]> git-server-git.apps.pok.os.sepia.ceph.com Git - ceph.git/commit
osd: unlock sdata_op_ordering_lock with sdata_lock hold to avoid missing wakeup signal 15891/head
authorMing Lin <ming.lin@alibaba-inc.com>
Fri, 23 Jun 2017 17:28:19 +0000 (10:28 -0700)
committerMing Lin <ming.lin@alibaba-inc.com>
Fri, 23 Jun 2017 17:30:35 +0000 (10:30 -0700)
commitbc683385819146f3f6f096ceec97e1226a3cd237
tree2e8b4eb975ce04bd3a8da1a4ac15df3f23f6e477
parent9d1f4b68a35e1cb6183863bc9e83369075f742f0
osd: unlock sdata_op_ordering_lock with sdata_lock hold to avoid missing wakeup signal

We are running mysql on top of rbd. sysbench qps occasionally drops to zero
with the INSERT benchmark.

Debug code captured >2s latency between PG::queue_op() and OSD::dequeue_op().
We finally found out that the latency came from below code in OSD::ShardedOpWQ::_process(),

sdata->sdata_cond.WaitInterval(sdata->sdata_lock,
      utime_t(osd->cct->_conf->threadpool_empty_queue_max_wait, 0));

"threadpool_empty_queue_max_wait" is 2s by default.

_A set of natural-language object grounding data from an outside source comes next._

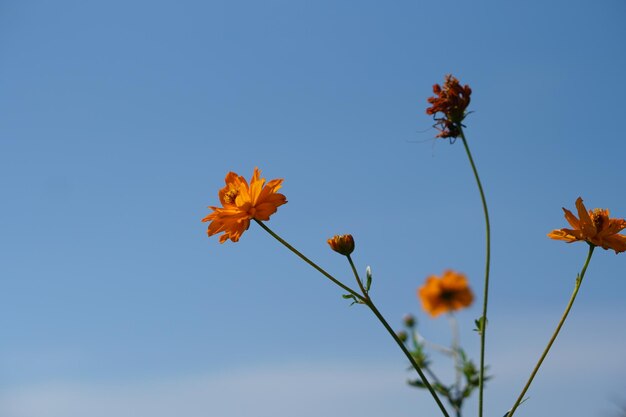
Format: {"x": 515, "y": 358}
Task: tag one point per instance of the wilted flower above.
{"x": 452, "y": 100}
{"x": 242, "y": 202}
{"x": 444, "y": 294}
{"x": 343, "y": 244}
{"x": 594, "y": 227}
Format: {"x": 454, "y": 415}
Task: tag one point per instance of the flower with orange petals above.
{"x": 242, "y": 202}
{"x": 594, "y": 227}
{"x": 343, "y": 244}
{"x": 452, "y": 99}
{"x": 444, "y": 294}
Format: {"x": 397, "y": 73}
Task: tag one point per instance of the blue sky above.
{"x": 119, "y": 121}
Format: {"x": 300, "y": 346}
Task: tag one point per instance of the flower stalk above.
{"x": 363, "y": 298}
{"x": 579, "y": 280}
{"x": 483, "y": 319}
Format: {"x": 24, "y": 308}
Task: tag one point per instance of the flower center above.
{"x": 448, "y": 296}
{"x": 598, "y": 218}
{"x": 230, "y": 196}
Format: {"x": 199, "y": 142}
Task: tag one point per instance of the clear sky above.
{"x": 119, "y": 121}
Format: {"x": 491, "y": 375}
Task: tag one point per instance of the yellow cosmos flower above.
{"x": 444, "y": 294}
{"x": 343, "y": 244}
{"x": 242, "y": 202}
{"x": 594, "y": 227}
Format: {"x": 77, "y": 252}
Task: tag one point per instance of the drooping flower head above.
{"x": 594, "y": 227}
{"x": 343, "y": 244}
{"x": 452, "y": 100}
{"x": 242, "y": 202}
{"x": 444, "y": 294}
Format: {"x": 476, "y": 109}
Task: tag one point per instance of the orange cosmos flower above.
{"x": 242, "y": 202}
{"x": 343, "y": 244}
{"x": 444, "y": 294}
{"x": 452, "y": 99}
{"x": 594, "y": 227}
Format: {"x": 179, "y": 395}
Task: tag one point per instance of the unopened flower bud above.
{"x": 409, "y": 320}
{"x": 343, "y": 244}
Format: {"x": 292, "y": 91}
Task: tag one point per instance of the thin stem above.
{"x": 310, "y": 262}
{"x": 417, "y": 368}
{"x": 367, "y": 301}
{"x": 454, "y": 327}
{"x": 483, "y": 319}
{"x": 356, "y": 275}
{"x": 579, "y": 280}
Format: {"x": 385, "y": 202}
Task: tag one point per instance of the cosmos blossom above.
{"x": 343, "y": 244}
{"x": 445, "y": 294}
{"x": 594, "y": 227}
{"x": 452, "y": 100}
{"x": 242, "y": 202}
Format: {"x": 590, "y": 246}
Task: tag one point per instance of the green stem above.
{"x": 358, "y": 279}
{"x": 579, "y": 280}
{"x": 481, "y": 378}
{"x": 310, "y": 262}
{"x": 365, "y": 299}
{"x": 417, "y": 368}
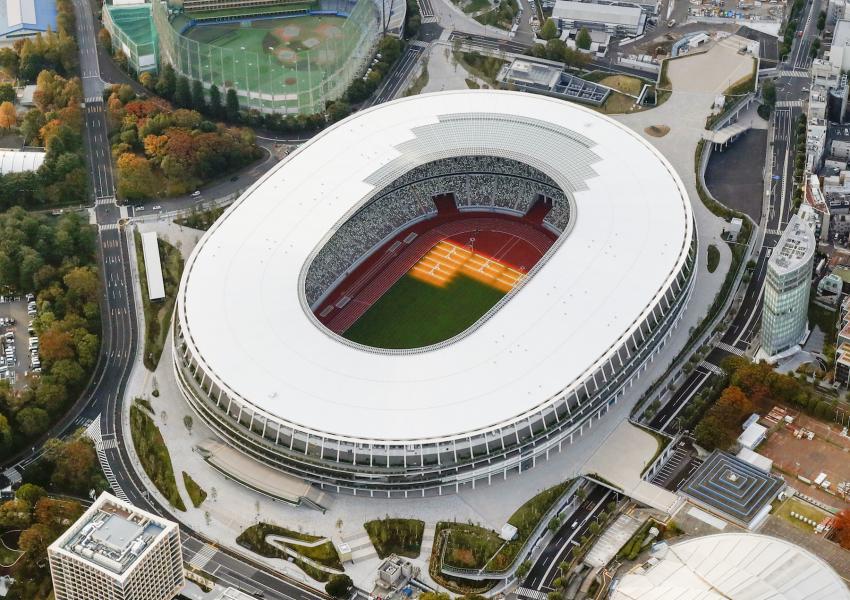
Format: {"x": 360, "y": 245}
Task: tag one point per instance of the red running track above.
{"x": 517, "y": 241}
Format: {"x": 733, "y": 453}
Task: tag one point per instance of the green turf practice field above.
{"x": 413, "y": 314}
{"x": 277, "y": 56}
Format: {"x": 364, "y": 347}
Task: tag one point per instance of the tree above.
{"x": 32, "y": 421}
{"x": 523, "y": 569}
{"x": 7, "y": 92}
{"x": 15, "y": 514}
{"x": 199, "y": 101}
{"x": 8, "y": 115}
{"x": 182, "y": 93}
{"x": 30, "y": 493}
{"x": 583, "y": 40}
{"x": 167, "y": 82}
{"x": 231, "y": 108}
{"x": 104, "y": 39}
{"x": 338, "y": 586}
{"x": 768, "y": 93}
{"x": 74, "y": 462}
{"x": 549, "y": 30}
{"x": 215, "y": 101}
{"x": 5, "y": 434}
{"x": 842, "y": 529}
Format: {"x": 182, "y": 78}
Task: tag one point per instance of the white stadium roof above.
{"x": 743, "y": 566}
{"x": 242, "y": 306}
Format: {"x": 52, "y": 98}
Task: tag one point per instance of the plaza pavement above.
{"x": 230, "y": 508}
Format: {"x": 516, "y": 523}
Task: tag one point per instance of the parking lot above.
{"x": 826, "y": 453}
{"x": 15, "y": 352}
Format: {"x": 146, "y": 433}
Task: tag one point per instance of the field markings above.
{"x": 446, "y": 260}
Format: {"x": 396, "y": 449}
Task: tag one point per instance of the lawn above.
{"x": 623, "y": 83}
{"x": 202, "y": 220}
{"x": 474, "y": 547}
{"x": 274, "y": 55}
{"x": 801, "y": 508}
{"x": 396, "y": 536}
{"x": 153, "y": 454}
{"x": 713, "y": 258}
{"x": 413, "y": 314}
{"x": 254, "y": 538}
{"x": 196, "y": 492}
{"x": 158, "y": 314}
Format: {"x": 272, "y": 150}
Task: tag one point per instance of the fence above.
{"x": 274, "y": 78}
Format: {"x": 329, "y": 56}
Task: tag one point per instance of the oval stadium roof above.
{"x": 242, "y": 304}
{"x": 743, "y": 566}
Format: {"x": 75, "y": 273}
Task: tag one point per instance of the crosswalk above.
{"x": 711, "y": 368}
{"x": 799, "y": 74}
{"x": 100, "y": 446}
{"x": 790, "y": 103}
{"x": 729, "y": 348}
{"x": 202, "y": 557}
{"x": 531, "y": 594}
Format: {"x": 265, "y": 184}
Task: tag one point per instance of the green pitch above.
{"x": 413, "y": 314}
{"x": 277, "y": 56}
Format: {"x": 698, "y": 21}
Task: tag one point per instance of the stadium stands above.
{"x": 475, "y": 181}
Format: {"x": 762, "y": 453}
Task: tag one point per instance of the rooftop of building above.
{"x": 841, "y": 35}
{"x": 795, "y": 248}
{"x": 602, "y": 13}
{"x": 112, "y": 534}
{"x": 732, "y": 488}
{"x": 744, "y": 566}
{"x": 20, "y": 18}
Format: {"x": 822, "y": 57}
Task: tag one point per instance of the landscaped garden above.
{"x": 254, "y": 539}
{"x": 396, "y": 536}
{"x": 153, "y": 454}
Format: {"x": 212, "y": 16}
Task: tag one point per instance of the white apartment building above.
{"x": 786, "y": 291}
{"x": 116, "y": 550}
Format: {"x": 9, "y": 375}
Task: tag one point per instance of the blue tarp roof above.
{"x": 26, "y": 17}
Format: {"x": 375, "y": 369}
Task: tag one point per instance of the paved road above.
{"x": 397, "y": 76}
{"x": 545, "y": 570}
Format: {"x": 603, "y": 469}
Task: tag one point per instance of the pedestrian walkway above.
{"x": 531, "y": 594}
{"x": 202, "y": 557}
{"x": 94, "y": 433}
{"x": 804, "y": 74}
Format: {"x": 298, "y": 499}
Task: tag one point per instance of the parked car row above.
{"x": 8, "y": 359}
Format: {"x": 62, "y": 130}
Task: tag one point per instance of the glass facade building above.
{"x": 786, "y": 290}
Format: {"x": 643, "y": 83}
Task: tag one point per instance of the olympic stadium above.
{"x": 435, "y": 292}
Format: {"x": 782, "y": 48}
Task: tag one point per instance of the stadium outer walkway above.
{"x": 490, "y": 506}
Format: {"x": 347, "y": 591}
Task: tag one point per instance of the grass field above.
{"x": 274, "y": 55}
{"x": 413, "y": 314}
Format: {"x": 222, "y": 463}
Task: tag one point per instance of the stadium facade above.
{"x": 529, "y": 378}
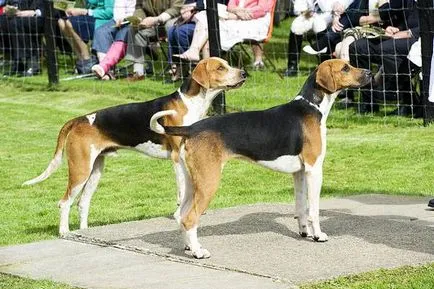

Normally, it should not sleep for 2s since the comming IO requests will wakeup it.
But there is a small timing window that it missed the wakeup signal actually.
For example,

     msgr-worker-0 thread                    tp_osd_tp thread
     OSD::ShardedOpWQ::_enqueue              OSD::ShardedOpWQ::_process
     ---------------------------             ---------------------------
T1:                                          sdata_op_ordering_lock.Lock()
T2:  sdata_op_ordering_lock.Lock()
                                             "queue empty"
                                             sdata_op_ordering_lock.Unlock()
     "insert op"
     sdata_op_ordering_lock.Unlock()

T3:  sdata_lock.Lock()
T4:                                          sdata_lock.Lock()
     "send wakeup signal"
     sdata_lock.Unock()
                                             // here the wakeup signal has no effect actually
                                             // becuase it has not slept yet.

                                             // then, it sleeps.
                                             WaitInterval(2s)

This patch unlocks sdata_op_ordering_lock with sdata_lock hold in OSD::ShardedOpWQ::_process(),
then the timeline becomes,

     msgr-worker-0 thread                    tp_osd_tp thread
     OSD::ShardedOpWQ::_enqueue              OSD::ShardedOpWQ::_process
     ---------------------------             ---------------------------
T1:                                          sdata_op_ordering_lock.Lock()
T2:  sdata_op_ordering_lock.Lock()
                                             "queue empty"
                                             sdata_lock.Lock()
T3:                                          sdata_op_ordering_lock.Unlock()
     "insert op"
     sdata_op_ordering_lock.Unlock()
     sdata_lock.Lock()

T4:                                          WaitInterval(2s) -> it actually unlocks sdata_lock
     "send wakeup signal"
     sdata_lock.Unock()
                                             //got signal, wakeup immediately

With this one line change, we can avoid occasional high latency.

Signed-off-by: Ming Lin <ming.lin@alibaba-inc.com>
src/osd/OSD.cc